Insomma le possibilità sono infinite per questi senegalesi: la loro duttilità e la loro inventiva invitano a non preoccuparsi troppo del futuro vivendo alla giornata.
Guardo questa società e questo villaggio di pescatori, specchio di altre comunità senegalesi, e vedo da un lato che la voglia di fare è molta e dall’altro che ci sono tanto lavoro e tante problematiche da risolvere, prime fra tutte l’inadeguatezza delle abitazioni con asfissianti tetti di lamiera oppure lo smaltimento dei rifiuti che inondano strade e piazzali e spiagge.

Ai miei occhi questo Stato può solo sembrare in crescita e con una buona prospettiva di miglioramento. Il mio augurio è che il suo popolo non ricalchi passo dopo passo gli errori di noi tubab europei, assorbendo le nostre abitudini e il nostro consumismo, perdendo le proprie tradizioni e i valori di cui ancora sono portatori.

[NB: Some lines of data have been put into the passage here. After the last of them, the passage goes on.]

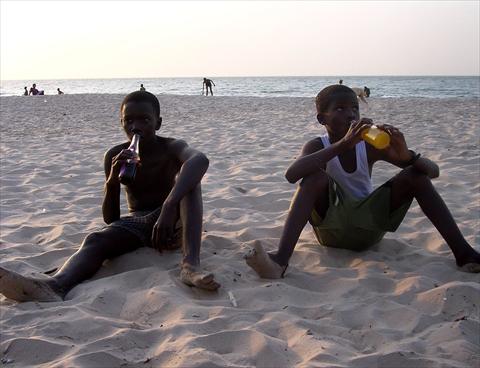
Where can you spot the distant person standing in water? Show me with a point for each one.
(362, 94)
(34, 91)
(207, 83)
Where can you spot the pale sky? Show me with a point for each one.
(126, 39)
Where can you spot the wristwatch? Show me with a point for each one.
(415, 157)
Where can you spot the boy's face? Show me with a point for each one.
(139, 117)
(343, 109)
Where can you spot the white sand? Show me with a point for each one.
(401, 304)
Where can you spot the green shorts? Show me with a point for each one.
(356, 224)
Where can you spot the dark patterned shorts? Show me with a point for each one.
(141, 223)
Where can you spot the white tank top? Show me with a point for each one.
(357, 183)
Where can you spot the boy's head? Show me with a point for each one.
(337, 107)
(140, 113)
(327, 95)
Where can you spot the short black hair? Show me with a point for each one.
(142, 96)
(326, 96)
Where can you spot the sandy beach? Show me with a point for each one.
(403, 303)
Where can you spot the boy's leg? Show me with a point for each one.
(410, 183)
(191, 215)
(83, 264)
(311, 193)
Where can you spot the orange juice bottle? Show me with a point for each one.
(376, 137)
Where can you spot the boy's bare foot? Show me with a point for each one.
(470, 263)
(262, 264)
(23, 289)
(193, 276)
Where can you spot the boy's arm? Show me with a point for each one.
(399, 155)
(111, 197)
(314, 156)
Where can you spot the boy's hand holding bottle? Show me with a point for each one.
(355, 132)
(124, 164)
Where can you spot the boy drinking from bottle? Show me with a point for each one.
(165, 192)
(335, 193)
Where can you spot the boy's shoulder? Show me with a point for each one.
(115, 150)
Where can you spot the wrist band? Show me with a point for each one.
(415, 157)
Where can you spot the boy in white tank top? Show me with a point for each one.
(335, 192)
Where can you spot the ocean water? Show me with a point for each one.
(380, 86)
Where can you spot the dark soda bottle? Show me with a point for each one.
(129, 169)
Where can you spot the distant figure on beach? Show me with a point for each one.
(336, 195)
(164, 202)
(207, 83)
(34, 91)
(362, 94)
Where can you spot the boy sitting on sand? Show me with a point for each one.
(336, 196)
(166, 189)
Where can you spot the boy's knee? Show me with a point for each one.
(93, 239)
(317, 180)
(414, 178)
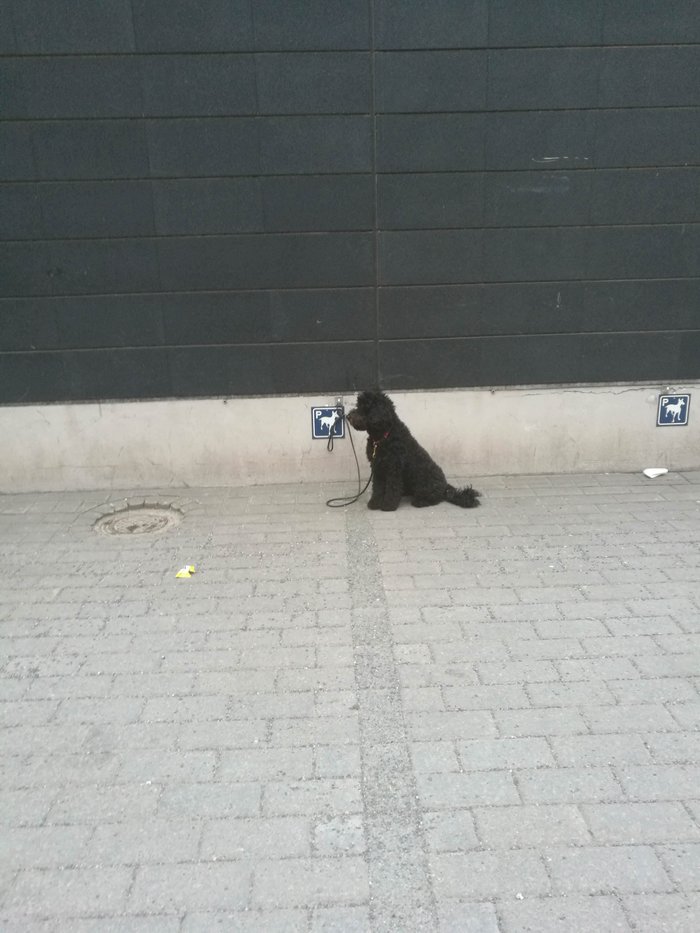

Qui ho infatti trovato il rispetto per il prossimo come fosse un fratello e il rispetto per l’anziano che ha un ruolo fondamentale nella risoluzione dei conflitti sociali dando voce a etica e buon senso. Ho ritrovato l’umiltà e il senso civico, da noi merce rara, nel volontariato di tante persone che si prodigano per fare ciò di cui c’è bisogno, semplicemente perché c’è n’è bisogno e lo Stato non può permettersi di retribuirli tutti. Ho scoperto una spiritualità e una saggezza antiche da noi estinte con la diffusione della religione cattolica, fatte di riti pagani e danze tribali e di presenze benigne e maligne che influenzano la vita quotidiana, per cui ogni malattia ha un suo rimedio naturale o spirituale.

E così, in preda a un raffreddore che avrebbe stroncato anche il rinoceronte ammirato alla riserva di Bandia, mi ritrovo nel bicchiere un beverone, gentilmente offerto da una delle due mamma di casa – si trattava infatti di un’allegra famiglia poligama. Niaxna (buono), molto buono. Per quanto mi è stato possibile capire si trattava di un delizioso frullato di frutta, ma nel mio cuore rimarrà simbolo della teranga (ospitalità) senegalese e dell’amore materno di cui ho goduto in queste due settimane.
Jerejef (grazie), grazie di cuore a tutti coloro che hanno reso possibile questo viaggio e alla famiglia Diagne.